Quinoa and black beans dinner bowl is healthy, tasty, vegan, vegetarian and gluten free. This recipe is very simple and easy to make. It is packed with protein from quinoa and black beans and fiber form veggies. It is great for every member of the family.
Quinoa is gluten-free, high in protein and one of the few plant foods that contain all nine essential amino acids. It is also high in fiber, magnesium, B-vitamins, iron, potassium, calcium, phosphorus, vitamin E and various beneficial antioxidants.
Black beans are a healthy addition to vegetarian, vegan and gluten-free diets. The benefits of beans come from a few different components, including protein, fiber, antioxidants and micronutrients. The black bean’s fiber, potassium, folate, vitamin B6, and phytonutrient content, coupled with its lack of cholesterol, all support heart health. The fiber in black beans helps lower the total amount of cholesterol in the blood and decrease the risk of heart disease.

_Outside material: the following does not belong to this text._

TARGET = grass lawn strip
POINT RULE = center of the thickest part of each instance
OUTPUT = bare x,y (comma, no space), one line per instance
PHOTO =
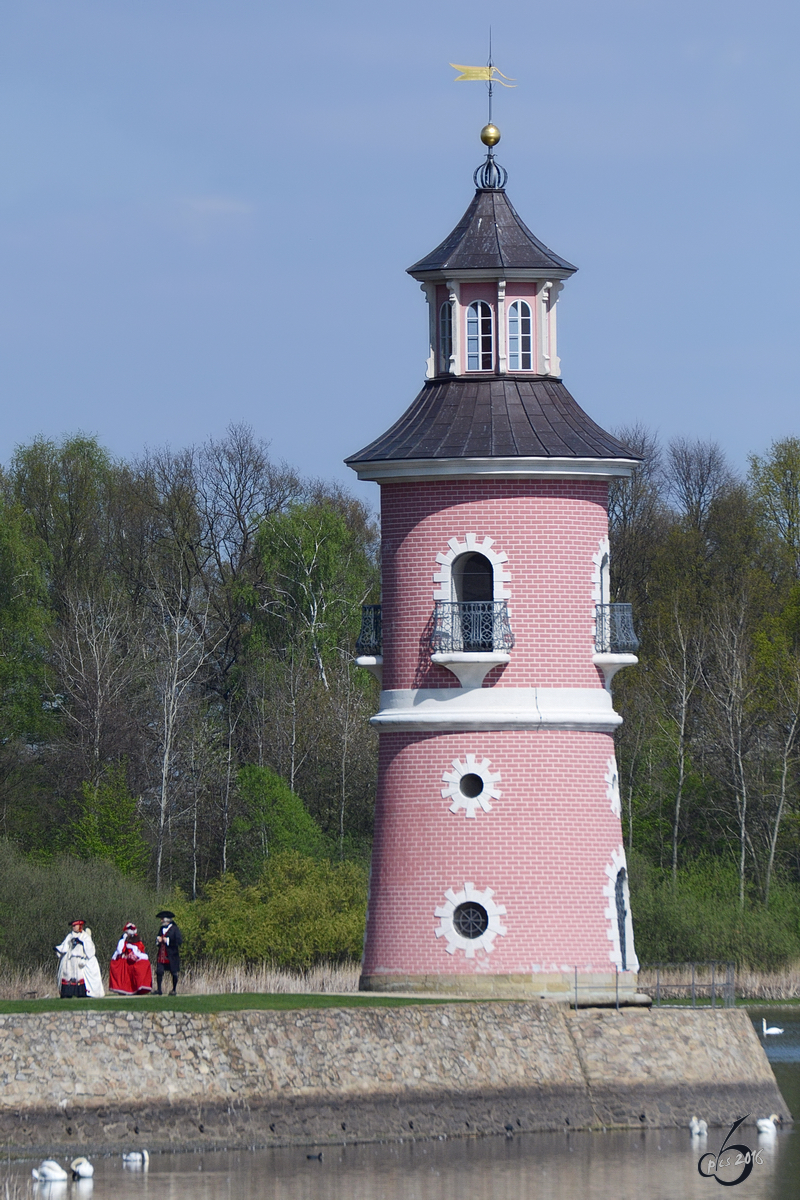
227,1002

You can even prepare this quinoa black bean dinner bowl with any leftover quinoa or black beans. In this recipe, I had some leftover cooked black beans. Then I prepared quinoa and while quinoa was cooking, I added some frozen sweet corn as well. Then mixed the quinoa and corn mixture with black beans and served it with chopped lettuce and sliced cherry tomato.
Quinoa Black Beans Dinner Bowl Recipe
- 1 Cup quinoa
- ½ Cup cooked black beans
- ¼ Cup corn
- 1 Lettuce head
- 10-12 Cherry tomato
- Salt to taste
- Step 1 First rinse the quinoa under running water nicely. Bring 2 cups of water to boil in a medium sauce pan. Add salt to taste and rinsed quinoa along with corn(I have used frozen corn).
- Step 2 Bring it to simmer and then cover it with a lid and cook quinoa for 15-20 minutes. Once cooked, add the black beans then turn off the stove and let it sit for 5 minutes.
- Step 3 Chop lettuce and tomatoes.
- Step 4 Mix quinoa, corn and black bean properly and serve it along with lettuce tomato salad.